Forgiveness -- A Little Key

There are several small keys on my keychain, but their size doesn't reflect their importance. One very small key opens our safe-deposit box – not a key I want to lose!

One of the “small” keys to intergenerational relationships is equally important. Forgiveness may seem insignificant, but this key opens a treasure. When we lose this key, relationships become stuck.

Every relationship will eventually experience difficulty; it's inevitable: the wrong things are said, or the right things are said the wrong way. Someone is insensitive or even deliberately mean. We forget to pay attention to what the other person is feeling, or needs, or wants from us.

Someone don't listen, doesn't call, doesn't seem to care.

Occasionally there is thoughtlessness, or jealousy, or competition. We neglect to nurture a relationship we claim is important to us.

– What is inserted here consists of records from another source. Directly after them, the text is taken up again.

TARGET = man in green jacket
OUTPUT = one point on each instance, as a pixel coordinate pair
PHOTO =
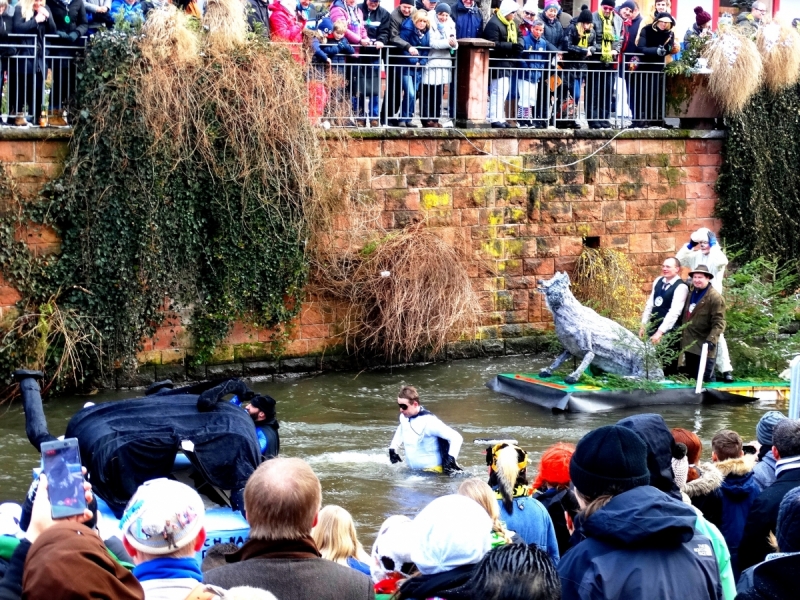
(704, 322)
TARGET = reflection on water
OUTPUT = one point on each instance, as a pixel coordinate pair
(342, 423)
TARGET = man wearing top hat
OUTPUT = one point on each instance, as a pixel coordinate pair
(704, 322)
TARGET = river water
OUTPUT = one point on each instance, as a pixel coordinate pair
(342, 423)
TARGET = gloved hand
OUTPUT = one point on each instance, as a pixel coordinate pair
(449, 465)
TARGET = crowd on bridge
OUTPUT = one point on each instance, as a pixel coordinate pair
(368, 66)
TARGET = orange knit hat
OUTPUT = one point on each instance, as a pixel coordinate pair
(554, 466)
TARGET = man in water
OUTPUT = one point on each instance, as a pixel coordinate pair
(430, 444)
(662, 313)
(704, 316)
(262, 410)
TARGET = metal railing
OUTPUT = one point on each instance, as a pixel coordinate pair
(543, 89)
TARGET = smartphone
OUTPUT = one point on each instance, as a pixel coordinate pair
(61, 462)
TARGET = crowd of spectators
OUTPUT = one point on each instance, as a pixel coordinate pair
(631, 511)
(369, 66)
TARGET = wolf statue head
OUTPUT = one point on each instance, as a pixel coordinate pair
(556, 290)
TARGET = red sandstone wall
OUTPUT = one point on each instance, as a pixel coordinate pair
(642, 196)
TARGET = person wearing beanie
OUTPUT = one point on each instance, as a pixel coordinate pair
(580, 45)
(703, 249)
(764, 471)
(776, 577)
(603, 64)
(508, 46)
(449, 537)
(508, 468)
(552, 488)
(163, 529)
(661, 449)
(632, 540)
(701, 26)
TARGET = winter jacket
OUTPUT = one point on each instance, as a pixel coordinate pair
(469, 21)
(440, 61)
(412, 36)
(650, 40)
(130, 12)
(497, 32)
(641, 545)
(764, 471)
(258, 16)
(705, 324)
(763, 518)
(355, 21)
(776, 577)
(531, 522)
(553, 31)
(336, 51)
(557, 502)
(76, 12)
(577, 55)
(727, 504)
(283, 25)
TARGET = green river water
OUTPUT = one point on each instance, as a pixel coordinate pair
(342, 423)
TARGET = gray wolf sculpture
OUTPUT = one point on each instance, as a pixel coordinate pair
(590, 337)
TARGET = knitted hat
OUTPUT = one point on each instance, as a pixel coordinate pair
(452, 531)
(609, 457)
(702, 17)
(162, 517)
(680, 466)
(788, 534)
(508, 7)
(554, 466)
(766, 425)
(585, 15)
(324, 26)
(391, 552)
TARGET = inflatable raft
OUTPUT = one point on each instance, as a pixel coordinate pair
(555, 394)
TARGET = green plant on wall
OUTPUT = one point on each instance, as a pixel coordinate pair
(189, 187)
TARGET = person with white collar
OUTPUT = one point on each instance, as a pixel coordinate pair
(662, 313)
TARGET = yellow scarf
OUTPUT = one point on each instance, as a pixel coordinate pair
(510, 26)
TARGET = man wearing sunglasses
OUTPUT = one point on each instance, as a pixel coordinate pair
(430, 444)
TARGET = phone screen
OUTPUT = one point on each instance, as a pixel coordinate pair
(61, 462)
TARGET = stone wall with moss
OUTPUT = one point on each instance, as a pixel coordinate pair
(521, 204)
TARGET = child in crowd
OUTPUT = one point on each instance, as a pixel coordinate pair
(414, 30)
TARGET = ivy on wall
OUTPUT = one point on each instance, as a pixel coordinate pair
(152, 222)
(759, 180)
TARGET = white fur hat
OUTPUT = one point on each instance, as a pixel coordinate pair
(162, 517)
(450, 532)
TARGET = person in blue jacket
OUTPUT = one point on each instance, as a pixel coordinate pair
(631, 540)
(521, 513)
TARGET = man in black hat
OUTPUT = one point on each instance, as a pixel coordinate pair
(704, 319)
(262, 410)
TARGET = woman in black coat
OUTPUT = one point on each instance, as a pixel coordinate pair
(27, 71)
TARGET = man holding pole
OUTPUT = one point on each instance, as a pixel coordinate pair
(704, 319)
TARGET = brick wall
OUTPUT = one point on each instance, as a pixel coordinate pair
(519, 203)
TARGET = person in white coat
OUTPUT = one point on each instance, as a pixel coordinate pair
(430, 445)
(703, 249)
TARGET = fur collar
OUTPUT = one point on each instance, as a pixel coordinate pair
(710, 479)
(737, 466)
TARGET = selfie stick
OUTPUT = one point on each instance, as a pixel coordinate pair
(701, 371)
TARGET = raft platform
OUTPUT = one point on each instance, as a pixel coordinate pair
(557, 395)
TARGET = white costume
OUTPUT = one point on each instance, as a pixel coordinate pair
(716, 261)
(419, 436)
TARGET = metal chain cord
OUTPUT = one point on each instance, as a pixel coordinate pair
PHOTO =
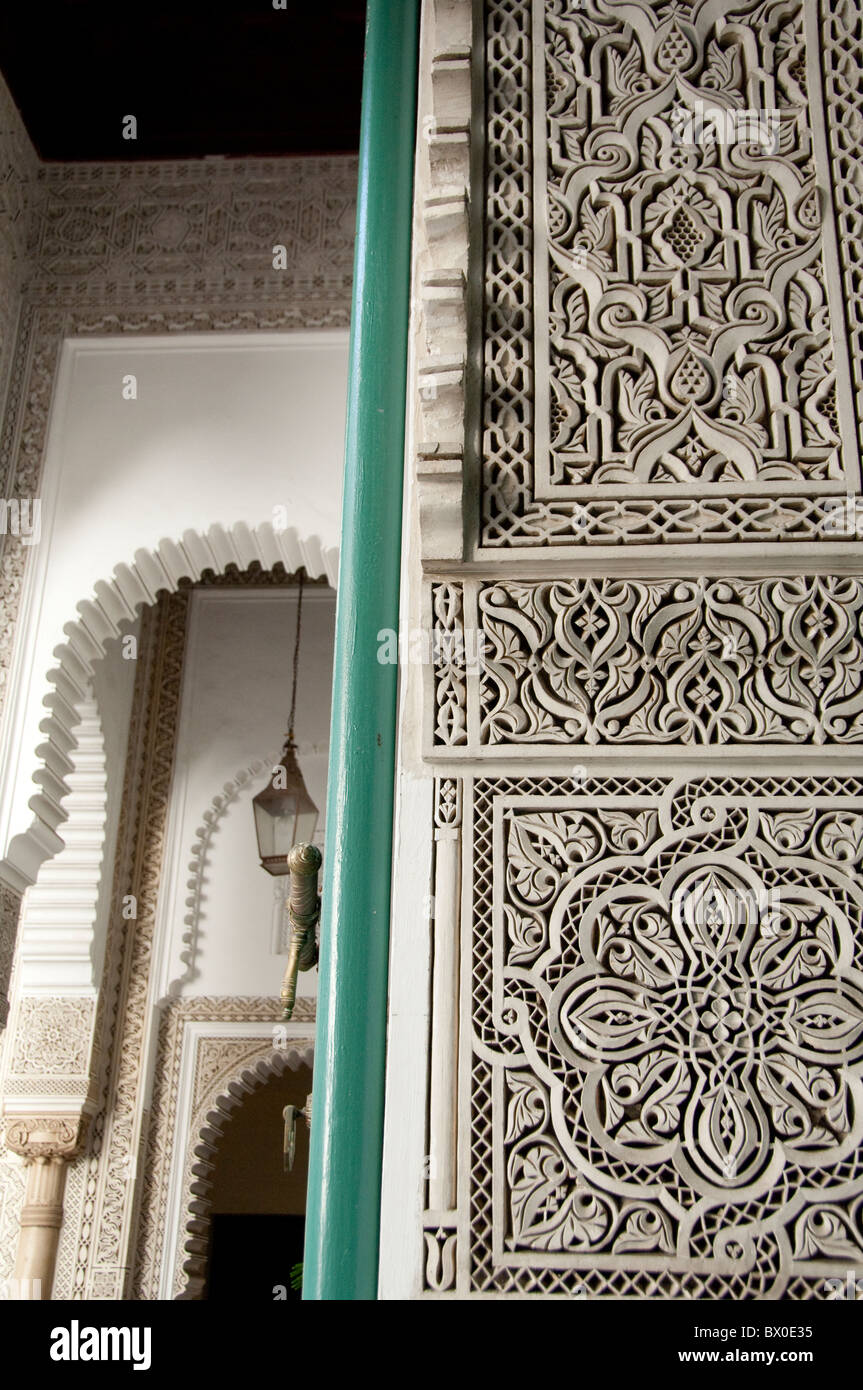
(296, 652)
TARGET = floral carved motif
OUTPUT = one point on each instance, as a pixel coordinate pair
(660, 350)
(677, 1029)
(705, 662)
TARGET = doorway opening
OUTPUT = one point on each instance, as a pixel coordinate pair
(259, 1208)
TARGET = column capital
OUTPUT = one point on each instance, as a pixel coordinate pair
(46, 1137)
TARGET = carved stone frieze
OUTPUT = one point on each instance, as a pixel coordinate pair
(669, 1066)
(46, 1136)
(673, 662)
(664, 356)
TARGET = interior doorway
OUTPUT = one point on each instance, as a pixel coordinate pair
(259, 1209)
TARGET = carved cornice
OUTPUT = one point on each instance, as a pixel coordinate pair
(441, 264)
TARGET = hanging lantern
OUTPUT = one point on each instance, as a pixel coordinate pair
(284, 812)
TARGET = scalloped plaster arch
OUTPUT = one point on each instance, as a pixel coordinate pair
(106, 616)
(218, 1108)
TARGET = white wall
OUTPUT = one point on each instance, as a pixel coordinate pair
(225, 428)
(235, 701)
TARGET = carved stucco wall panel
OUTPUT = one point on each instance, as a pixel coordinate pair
(653, 751)
(157, 249)
(677, 662)
(664, 339)
(666, 1077)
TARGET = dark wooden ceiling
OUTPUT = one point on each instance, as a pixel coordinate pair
(229, 77)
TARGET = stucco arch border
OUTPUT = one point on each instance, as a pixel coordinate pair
(214, 1109)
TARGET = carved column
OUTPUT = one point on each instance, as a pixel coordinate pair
(49, 1143)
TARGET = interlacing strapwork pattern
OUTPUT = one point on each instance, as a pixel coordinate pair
(663, 332)
(667, 1082)
(674, 662)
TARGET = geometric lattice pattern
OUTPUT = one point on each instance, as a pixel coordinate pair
(664, 356)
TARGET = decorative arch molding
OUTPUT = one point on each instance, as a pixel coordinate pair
(60, 918)
(106, 616)
(216, 1111)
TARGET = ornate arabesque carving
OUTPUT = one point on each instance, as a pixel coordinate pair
(166, 248)
(228, 1069)
(216, 1061)
(53, 1036)
(45, 1137)
(678, 1033)
(674, 662)
(660, 321)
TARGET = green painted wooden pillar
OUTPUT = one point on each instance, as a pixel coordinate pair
(343, 1204)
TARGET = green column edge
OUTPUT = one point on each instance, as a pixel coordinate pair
(343, 1203)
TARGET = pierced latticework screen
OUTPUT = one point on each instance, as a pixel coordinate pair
(645, 706)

Or we simply give up, overwhelmed by the work required to deal with a difficult person.

All kinds of things can go wrong: the end result is a damaged or broken relationship.

Forgiveness opens the door to a renewed, refreshed relationship.

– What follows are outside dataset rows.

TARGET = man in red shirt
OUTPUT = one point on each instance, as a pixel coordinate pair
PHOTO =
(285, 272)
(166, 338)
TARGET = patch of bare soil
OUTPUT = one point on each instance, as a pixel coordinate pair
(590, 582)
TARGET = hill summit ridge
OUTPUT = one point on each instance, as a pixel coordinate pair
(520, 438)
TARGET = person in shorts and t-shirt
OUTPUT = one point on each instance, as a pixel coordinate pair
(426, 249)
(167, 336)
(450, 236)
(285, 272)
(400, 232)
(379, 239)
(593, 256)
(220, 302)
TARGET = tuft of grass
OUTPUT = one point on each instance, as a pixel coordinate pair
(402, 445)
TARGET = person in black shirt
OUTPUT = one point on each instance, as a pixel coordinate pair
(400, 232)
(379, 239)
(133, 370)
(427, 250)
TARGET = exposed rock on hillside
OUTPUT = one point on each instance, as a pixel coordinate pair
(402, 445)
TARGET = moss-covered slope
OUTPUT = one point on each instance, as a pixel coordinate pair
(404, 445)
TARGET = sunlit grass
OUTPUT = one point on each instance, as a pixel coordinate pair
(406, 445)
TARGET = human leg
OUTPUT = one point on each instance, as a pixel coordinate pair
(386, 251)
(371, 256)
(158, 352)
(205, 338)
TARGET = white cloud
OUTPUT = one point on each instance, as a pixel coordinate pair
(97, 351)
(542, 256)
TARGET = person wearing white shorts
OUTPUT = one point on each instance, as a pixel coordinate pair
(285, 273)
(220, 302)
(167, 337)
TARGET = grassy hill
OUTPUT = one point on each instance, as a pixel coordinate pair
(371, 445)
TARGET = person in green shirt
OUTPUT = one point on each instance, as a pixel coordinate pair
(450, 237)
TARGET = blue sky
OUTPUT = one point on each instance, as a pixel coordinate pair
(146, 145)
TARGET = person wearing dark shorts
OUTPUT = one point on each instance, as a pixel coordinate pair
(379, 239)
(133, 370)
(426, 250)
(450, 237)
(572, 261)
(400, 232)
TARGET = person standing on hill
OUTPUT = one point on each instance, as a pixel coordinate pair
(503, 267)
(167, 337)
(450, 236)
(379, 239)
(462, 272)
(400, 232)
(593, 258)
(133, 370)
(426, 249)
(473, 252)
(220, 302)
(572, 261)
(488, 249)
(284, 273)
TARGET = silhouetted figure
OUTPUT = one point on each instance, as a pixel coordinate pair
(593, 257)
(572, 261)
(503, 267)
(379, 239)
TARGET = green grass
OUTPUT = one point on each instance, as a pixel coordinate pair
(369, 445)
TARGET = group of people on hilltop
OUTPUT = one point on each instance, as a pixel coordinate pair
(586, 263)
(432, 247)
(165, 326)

That doesn't mean it's easy, though.

Sometimes forgiveness requires us to overlook negative things – a grouchy conversation, a forgotten birthday, a lack of thoughtfulness. This requires discernment: when is it important to speak up honestly and gently about something that bothers you, and when should you simply forgive and forget, bearing the cost of the offense your own self?

Other times we need to confront another person, with a willingness – even an eagerness – to forgive.

Then there are times we ourselves need to ask for forgiveness. Whether we have deliberately offended or inadvertently offended another, asking for forgiveness isn't easy, especially the part about asking without offering excuses or explanations to subtly justify our own bad behavior.

This requires good communication skills, humility, and grace. It means loving someone other than our own self. Forgiveness is about setting things right, and sometimes that requires heavy lifting.

Sometimes our apologies aren't accepted. Sometimes we don't feel like asking for forgiveness. Sometimes someone who has offended us doesn't apologize or act as if they are sorry for what they've done.

In those cases, love is our only resort. Love calls us to forgive, to ask forgiveness, to turn away from our own hurt, to turn away from hurting others. In Eugene Peterson's paraphrase of the Bible, The Message, he says, Love never gives up. Love cares more for others than for self. Love doesn't want what it doesn't have. Love doesn't strut. Doesn't have a swelled head, doesn't force itself on others, isn't always “me first,” doesn't fly off the handle, doesn't keep score of the sins of others, doesn't revel when others grovel, takes pleasure in the flowering of truth, puts up with anything, trusts God always, always looks for the best, never looks back, but keeps going to the end . . . we have three things to do . . . trust steadily in God, hope unswervingly, love extravagantly. And the best of the three is love.” 1 Corinthians 13: 4-7, 13 -- The Message

Love enables us to forgive when we need to, and to seek forgiveness when we should.